On the way to the Voelckers, Helene met Mrs. Carl Mueller who invited her to spend the night in their home. Helene declined, saying she would be staying with the Voelcker family. If she had accepted the invitation, a tragedy may have been avoided.
That night, Helene made her bed on the floor and the daughter, Emma, went to sleep in her bed. After midnight, an assailant, supposedly Wilhelm Faust, entered the house with the intention of killing his wife with an ax.
Thinking his wife was in the bed, he swung the ax, killing the 12-year-old girl instantly. Mrs. Faust was awakened by the noise and screamed. Faust swung the ax again, striking Helene between her eyes, blinding her for life.
Several people were arrested but there was no clue at that time who the killer could be. However, Faust was suspected immediately because of his disinterest in who could have attacked his wife and his refusal to participate in searching for the assailant.
It wasn’t until October 1875 that he was arrested for the murder of Emma and the attack on his wife.
The prosecution was represented by John Ireland from Seguin, and Faust was defended by attorneys William Rust and Washington Goodrich, also from Seguin. During the trial, witness Isom Taylor stated that on the night of July 22, he was riding a horse approached swiftly in the dark. He recognized the horse, a dark roan, belonging to Mr. Joseph Johnson in Seguin. “He was without a hat and I saw his bald head.”
Wilhelm was arrested as the murderer of Emma and the attempted murderer of his wife. During the trial, Faust supposedly admitted to other murders.
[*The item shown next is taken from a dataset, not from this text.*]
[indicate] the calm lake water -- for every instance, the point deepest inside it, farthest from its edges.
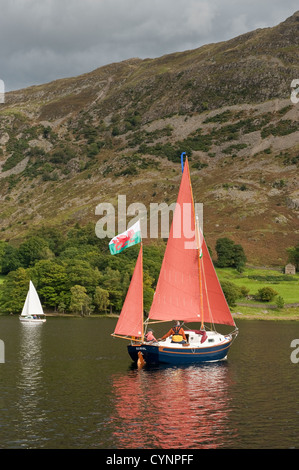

However, this information may be distorted by historical revisionists and cannot be confirmed.
Crowds in New Braunfels were enraged about the murder and there were several attempts to get Faust out of jail and lynch him. To protect him, the police moved him several times and finally placed him in the Comal County Courthouse. (Present location of the Chase National Bank.) During the night, an unknown person shot through the window, killing Faust. He was 35 years old. Emma’s father was suspected of being the shooter but no one was ever charged.
On July 25, 1874, Emma’s funeral was held in New Braunfels and burial was in the Comal Cemetery. The funeral procession was reported to have been more than three miles long for the 12-year-old girl.
Five years later on page 3 of the Austin Weekly Statesman newspaper, dated June 26, 1879, the following article appeared which had been translated from a New Braunfels newspaper.
“Five years ago, while Mrs. Faust and Miss Voelcker were sleeping, an assassin stole in with an ax and killed Miss Voelcker and dangerously wounded Mrs. Faust. Mr. Faust was arrested and sentenced to life in prison. While lying in jail, someone shot through a window and killed him. Last week a man named M. P. Delwors died in Bandera County and just before his death he confessed to the murder of Miss Voelcker. Delwors was an itinerant musician teacher, and taught vocal music in Gonzales at the time of the murder. He confesses the deed was committed with the intention of robbing the house. The man who shot poor Mr. Faust will now admit that he was a better man than they were and should begin the work of repentance as soon as possible.”
Wilhelm Faust was buried in the Rhodius family cemetery in Schertz.
In a strange twist to change true history, one story about the murder was that Faust was in love with his wife’s sister and wanted Helene out of the way so he could marry the sister. However, Helene (Rhodius) had no sister, only three brothers, Edward, Otto and Hugo.
Helene Faust died in New Braunfels in 1906 at the age of 55 and was buried in Schertz. Emma’s father Julius was elected mayor in 1875 but died six weeks before his term expired in 1877, not knowing someone other than Faust had killed his daughter. Emma’s mother Louise lived more than 40 years longer that her daughter and died in 1916.